I've had my first dreams about my mother since she died two years ago. I remember them vividly. I think it's her way of weighing in on this moving business. In the middle of the last dream, I went back to that brief time when she was here. July 16-September 16, 2008. I saw the face of every, single person who stood by me during that time. That core group that kept the vigil toward the end--read scripture, sang her favorite hymns, did whatever they could to comfort me. And then there were those who dropped by. Some cried; one person lotioned her dry, dying skin and spoke softly to her. There was a steady stream of people during those last days and final hours. I see some of them from time to time, but not often anymore. I don't spend much time on campus. But I hold all of them in my heart--every, single one. Funny, there are a couple with whom I had quite a professional disagreement last year. I suspect they would say that I didn't love them or that we are no longer friends. So not true. Well, maybe half not true. We may not be friends, but I'll love you always for what you did for me during that time. My vision of my friend sitting alone in Gunnison in his suit observing my hand in Mary's replays over and over.
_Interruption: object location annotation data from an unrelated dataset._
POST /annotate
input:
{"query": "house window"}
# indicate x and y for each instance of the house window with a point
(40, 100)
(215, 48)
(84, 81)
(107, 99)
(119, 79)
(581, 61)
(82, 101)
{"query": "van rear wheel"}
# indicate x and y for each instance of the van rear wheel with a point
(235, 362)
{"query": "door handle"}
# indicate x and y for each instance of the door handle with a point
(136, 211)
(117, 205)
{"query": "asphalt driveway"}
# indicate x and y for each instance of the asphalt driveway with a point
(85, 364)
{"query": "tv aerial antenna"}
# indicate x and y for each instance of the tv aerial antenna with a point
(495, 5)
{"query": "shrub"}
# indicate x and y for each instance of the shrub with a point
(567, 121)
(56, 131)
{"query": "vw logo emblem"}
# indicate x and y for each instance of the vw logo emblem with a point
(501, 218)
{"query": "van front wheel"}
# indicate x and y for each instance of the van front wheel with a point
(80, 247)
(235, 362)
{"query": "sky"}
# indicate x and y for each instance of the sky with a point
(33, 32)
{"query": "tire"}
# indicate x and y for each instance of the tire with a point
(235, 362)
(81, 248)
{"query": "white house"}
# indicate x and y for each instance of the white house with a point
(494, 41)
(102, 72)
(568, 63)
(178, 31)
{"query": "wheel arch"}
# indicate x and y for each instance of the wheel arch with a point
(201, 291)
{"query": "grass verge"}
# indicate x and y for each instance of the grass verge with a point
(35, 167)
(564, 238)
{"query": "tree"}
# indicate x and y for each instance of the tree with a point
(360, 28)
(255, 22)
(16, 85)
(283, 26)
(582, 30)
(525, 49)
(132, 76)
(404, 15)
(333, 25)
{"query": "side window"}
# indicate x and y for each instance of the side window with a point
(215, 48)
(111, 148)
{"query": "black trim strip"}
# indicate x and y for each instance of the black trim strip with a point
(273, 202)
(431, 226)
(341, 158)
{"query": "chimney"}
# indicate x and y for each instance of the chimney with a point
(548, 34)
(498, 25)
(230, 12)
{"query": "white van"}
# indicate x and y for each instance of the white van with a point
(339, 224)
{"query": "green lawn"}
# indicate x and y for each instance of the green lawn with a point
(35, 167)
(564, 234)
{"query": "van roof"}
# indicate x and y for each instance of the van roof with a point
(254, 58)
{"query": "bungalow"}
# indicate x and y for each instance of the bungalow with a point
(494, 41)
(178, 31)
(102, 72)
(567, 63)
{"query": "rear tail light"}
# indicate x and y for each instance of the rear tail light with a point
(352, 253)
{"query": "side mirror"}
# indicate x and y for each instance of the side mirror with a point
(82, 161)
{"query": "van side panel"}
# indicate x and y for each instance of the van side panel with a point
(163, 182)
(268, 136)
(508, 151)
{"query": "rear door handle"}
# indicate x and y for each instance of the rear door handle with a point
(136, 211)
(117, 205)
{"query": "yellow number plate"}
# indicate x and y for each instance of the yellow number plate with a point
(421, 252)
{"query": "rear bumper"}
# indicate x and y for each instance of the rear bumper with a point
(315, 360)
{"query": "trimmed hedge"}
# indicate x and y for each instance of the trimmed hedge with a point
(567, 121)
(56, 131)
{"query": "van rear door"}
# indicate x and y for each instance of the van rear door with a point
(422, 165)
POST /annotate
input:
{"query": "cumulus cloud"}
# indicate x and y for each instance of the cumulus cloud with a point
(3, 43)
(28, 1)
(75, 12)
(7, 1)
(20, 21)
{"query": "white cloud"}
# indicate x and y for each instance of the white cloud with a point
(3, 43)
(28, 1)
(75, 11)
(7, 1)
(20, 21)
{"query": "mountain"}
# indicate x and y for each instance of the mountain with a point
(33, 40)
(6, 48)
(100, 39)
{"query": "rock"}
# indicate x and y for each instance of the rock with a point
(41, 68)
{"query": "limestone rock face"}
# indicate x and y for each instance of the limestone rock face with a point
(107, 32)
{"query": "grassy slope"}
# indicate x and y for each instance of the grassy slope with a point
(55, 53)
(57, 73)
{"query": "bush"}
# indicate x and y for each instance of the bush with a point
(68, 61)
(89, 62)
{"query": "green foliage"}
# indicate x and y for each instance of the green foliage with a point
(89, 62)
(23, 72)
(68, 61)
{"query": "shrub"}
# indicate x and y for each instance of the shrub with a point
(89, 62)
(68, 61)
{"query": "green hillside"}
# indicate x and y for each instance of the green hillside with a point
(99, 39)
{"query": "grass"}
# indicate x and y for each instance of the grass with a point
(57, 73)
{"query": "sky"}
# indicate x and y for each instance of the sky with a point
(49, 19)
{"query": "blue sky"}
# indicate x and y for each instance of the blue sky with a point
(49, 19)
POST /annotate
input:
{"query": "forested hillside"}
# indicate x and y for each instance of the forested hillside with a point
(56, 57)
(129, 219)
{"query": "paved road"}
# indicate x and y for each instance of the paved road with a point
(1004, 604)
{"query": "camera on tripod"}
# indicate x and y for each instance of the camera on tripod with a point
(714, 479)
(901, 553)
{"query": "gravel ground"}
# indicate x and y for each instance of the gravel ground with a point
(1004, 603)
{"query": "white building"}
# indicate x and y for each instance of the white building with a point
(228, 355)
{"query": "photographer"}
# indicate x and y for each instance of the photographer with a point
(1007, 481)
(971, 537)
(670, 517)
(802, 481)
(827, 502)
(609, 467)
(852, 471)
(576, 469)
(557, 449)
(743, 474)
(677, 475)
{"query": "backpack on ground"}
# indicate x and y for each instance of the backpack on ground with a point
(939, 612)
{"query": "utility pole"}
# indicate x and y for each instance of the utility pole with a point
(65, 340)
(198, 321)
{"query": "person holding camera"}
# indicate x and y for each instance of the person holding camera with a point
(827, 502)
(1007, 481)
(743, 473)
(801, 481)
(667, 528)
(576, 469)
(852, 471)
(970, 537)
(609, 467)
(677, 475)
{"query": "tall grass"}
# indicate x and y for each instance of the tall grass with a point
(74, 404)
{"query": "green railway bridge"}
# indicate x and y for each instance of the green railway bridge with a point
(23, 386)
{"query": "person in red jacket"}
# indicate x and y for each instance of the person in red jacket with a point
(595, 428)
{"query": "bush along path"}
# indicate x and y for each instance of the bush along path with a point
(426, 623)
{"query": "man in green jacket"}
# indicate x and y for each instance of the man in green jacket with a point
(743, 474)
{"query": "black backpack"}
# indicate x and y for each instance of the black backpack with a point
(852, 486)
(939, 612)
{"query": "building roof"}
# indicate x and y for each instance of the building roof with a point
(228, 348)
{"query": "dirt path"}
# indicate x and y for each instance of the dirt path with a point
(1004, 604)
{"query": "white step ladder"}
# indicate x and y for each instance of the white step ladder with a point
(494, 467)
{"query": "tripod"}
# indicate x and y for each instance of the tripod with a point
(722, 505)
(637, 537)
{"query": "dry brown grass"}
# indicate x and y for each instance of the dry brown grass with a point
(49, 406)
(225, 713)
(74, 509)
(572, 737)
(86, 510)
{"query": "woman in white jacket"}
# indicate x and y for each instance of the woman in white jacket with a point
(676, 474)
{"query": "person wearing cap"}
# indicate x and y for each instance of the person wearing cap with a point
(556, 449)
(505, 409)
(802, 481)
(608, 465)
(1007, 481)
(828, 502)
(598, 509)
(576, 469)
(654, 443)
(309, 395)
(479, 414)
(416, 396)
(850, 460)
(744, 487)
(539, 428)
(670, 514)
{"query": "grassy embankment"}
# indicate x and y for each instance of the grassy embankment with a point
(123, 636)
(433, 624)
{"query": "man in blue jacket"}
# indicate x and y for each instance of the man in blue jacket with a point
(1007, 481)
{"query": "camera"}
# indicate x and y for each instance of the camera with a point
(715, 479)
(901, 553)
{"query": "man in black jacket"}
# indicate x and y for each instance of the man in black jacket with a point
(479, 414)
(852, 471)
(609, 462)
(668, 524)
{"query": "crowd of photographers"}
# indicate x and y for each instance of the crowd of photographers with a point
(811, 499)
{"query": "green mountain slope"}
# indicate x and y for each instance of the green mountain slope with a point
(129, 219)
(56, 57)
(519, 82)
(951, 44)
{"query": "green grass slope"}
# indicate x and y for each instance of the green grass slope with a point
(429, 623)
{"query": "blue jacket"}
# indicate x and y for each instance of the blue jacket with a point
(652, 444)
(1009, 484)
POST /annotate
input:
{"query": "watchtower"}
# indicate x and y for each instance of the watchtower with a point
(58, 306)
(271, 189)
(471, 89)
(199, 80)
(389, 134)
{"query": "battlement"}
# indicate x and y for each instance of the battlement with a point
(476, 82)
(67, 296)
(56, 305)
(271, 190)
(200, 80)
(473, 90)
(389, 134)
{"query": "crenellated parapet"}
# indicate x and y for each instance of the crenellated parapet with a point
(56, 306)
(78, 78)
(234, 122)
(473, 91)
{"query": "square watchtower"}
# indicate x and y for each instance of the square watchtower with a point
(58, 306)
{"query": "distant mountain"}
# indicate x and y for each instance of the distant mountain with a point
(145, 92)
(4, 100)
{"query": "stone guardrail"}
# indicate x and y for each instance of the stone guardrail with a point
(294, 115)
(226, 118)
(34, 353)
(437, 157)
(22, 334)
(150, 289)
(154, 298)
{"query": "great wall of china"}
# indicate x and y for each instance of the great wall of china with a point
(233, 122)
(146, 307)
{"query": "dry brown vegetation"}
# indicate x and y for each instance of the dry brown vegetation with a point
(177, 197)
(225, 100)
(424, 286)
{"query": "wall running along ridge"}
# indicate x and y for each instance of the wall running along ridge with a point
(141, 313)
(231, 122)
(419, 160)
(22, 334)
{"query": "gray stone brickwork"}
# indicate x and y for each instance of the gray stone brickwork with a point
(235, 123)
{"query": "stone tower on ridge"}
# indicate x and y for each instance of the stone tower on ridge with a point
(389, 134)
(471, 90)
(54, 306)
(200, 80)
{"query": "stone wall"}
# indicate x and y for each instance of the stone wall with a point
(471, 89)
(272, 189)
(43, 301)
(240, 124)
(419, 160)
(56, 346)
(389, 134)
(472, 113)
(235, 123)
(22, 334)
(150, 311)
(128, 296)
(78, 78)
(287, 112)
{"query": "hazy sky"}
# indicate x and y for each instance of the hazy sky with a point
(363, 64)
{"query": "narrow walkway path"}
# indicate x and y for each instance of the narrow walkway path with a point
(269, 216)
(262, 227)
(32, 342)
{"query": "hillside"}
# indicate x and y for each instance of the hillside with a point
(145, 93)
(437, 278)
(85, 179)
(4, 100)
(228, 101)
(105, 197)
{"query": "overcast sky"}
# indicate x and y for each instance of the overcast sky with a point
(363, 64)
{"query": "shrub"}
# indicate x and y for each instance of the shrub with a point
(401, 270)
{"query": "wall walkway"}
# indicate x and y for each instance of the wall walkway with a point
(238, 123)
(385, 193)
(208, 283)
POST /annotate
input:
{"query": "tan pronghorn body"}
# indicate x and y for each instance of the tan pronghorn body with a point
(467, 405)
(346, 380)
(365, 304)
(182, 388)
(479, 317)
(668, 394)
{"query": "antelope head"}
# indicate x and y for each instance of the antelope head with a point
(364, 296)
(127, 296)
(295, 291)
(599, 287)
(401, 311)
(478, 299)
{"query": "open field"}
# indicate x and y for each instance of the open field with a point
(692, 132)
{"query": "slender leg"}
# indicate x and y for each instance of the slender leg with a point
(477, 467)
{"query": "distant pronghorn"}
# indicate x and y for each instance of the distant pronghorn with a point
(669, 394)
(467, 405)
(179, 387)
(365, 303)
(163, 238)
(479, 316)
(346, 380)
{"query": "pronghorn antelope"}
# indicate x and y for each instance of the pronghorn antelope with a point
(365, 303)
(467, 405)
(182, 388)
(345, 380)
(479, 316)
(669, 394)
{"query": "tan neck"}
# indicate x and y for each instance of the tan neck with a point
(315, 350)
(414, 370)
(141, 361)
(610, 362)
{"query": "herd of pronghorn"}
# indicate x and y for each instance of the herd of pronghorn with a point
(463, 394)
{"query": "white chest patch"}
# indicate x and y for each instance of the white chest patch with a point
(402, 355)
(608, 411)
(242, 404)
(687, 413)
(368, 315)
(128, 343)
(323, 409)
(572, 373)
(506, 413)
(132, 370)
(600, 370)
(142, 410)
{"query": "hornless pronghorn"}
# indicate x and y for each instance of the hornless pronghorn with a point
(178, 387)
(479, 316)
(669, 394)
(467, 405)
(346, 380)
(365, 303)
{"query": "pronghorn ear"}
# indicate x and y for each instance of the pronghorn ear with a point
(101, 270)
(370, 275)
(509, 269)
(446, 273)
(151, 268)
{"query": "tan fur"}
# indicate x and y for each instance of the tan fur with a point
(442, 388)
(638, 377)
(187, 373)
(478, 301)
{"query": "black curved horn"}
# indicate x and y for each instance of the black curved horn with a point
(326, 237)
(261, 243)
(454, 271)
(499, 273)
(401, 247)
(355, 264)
I carry mental snapshots of special people at an extraordinary moment in my lifetime--the most extraordinary moment in my lifetime. Sometimes I hear the words they spoke to me; other times I feel the touch. So I got mad love, big love, deep love and forever love for them all, and that love has nothing to do with anything in our professional lives. It's personal--as personal and intimate as any experience can be. Nothing trumps that. Just sayin'.

Okay, so now I'm going back to my mad woman self--packing my stuff to move to my no home in Iowa that I'll pay for with my no job. And guess what? It's all gonna be just fine.